Four in five Scottish smaller businesses contribute to their local community or give to charity, according to new research from the Federation of Small Businesses (FSB).
In the new study – called ‘Small Business, Big Heart’ – the small business campaign group examines the contribution of smaller firms to both local jobs markets and to the success of their neighbourhoods. In survey work conducted for the study it was found that 82 per cent of Scottish smaller businesses had contributed to local causes in the last three years, in comparison to 80 per cent across the UK as a whole.
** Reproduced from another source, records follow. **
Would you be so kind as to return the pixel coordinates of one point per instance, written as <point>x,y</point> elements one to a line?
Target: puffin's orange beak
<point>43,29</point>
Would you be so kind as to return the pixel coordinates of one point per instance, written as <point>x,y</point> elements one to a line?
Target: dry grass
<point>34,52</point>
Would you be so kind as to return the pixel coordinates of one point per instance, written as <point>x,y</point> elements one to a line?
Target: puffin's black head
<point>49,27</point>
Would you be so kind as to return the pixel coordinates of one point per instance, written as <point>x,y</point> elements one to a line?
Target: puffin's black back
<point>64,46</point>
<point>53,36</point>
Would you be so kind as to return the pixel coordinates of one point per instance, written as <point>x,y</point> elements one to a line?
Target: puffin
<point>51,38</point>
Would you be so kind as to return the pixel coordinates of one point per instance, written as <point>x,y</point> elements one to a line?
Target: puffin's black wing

The research also finds that a third of Scottish businesses (33%) have contributed the skills of their enterprise to their local community, such as a local restaurant giving free cookery classes to low income families. Two fifths (39%) of FSB’s Scottish members say that they’ve donated their time to local communities, such as running local clubs or organising events.
Andrew McRae, FSB’s Scotland policy chair, said: “Anyone with their finger on the pulse of their community knows that smaller businesses play a pivotal role. In our new research, we try to measure this contribution and we find that local firms are punching well above their weight.
“This new report underlines why it is important that policy-makers give smaller firms the best chance of success. That’s why we’ve made the case for rates help for the smallest Scottish operators and for them to get a fair share of public contracts.”
Off the back of the findings, FSB is calling on the UK Government to deliver on its manifesto promise of a one-year National Insurance Contributions (NICs) holiday for firms that employ those from disadvantaged groups.
Andrew McRae said: “Our research shows that smaller firms already take on huge numbers of people that face labour market challenges. We’re making the case for a little extra help so that they can achieve even more.”
On a UK-wide basis, the report finds that small employers are more likely to hire those from harder to reach groups than big corporations. The vast majority (78%) employ an older worker, a third (34%) have a member of staff with low levels of educational attainment, and a similar share (30%) employ at least one person with a known disability or mental health condition.
FSB National Chairman Mike Cherry said: “Those who are disadvantaged are already more likely to find work with a small firm than a big corporation. Back in 2017, the Conservatives promised that – were they elected – they would introduce a one-year NICs holiday for firms that take on those with a disability, mental health condition or who have been out of work for some time.
“We’ve been left asking: when will this promise be delivered? Two years later, it should be prioritised. We look forward to the Chancellor outlining exactly how the commitment will be taken forward in the upcoming Spring Statement. With the labour market tightening, EU migration down and skills shortages starting to bite, it’s more vital than ever that this incentive is made available.”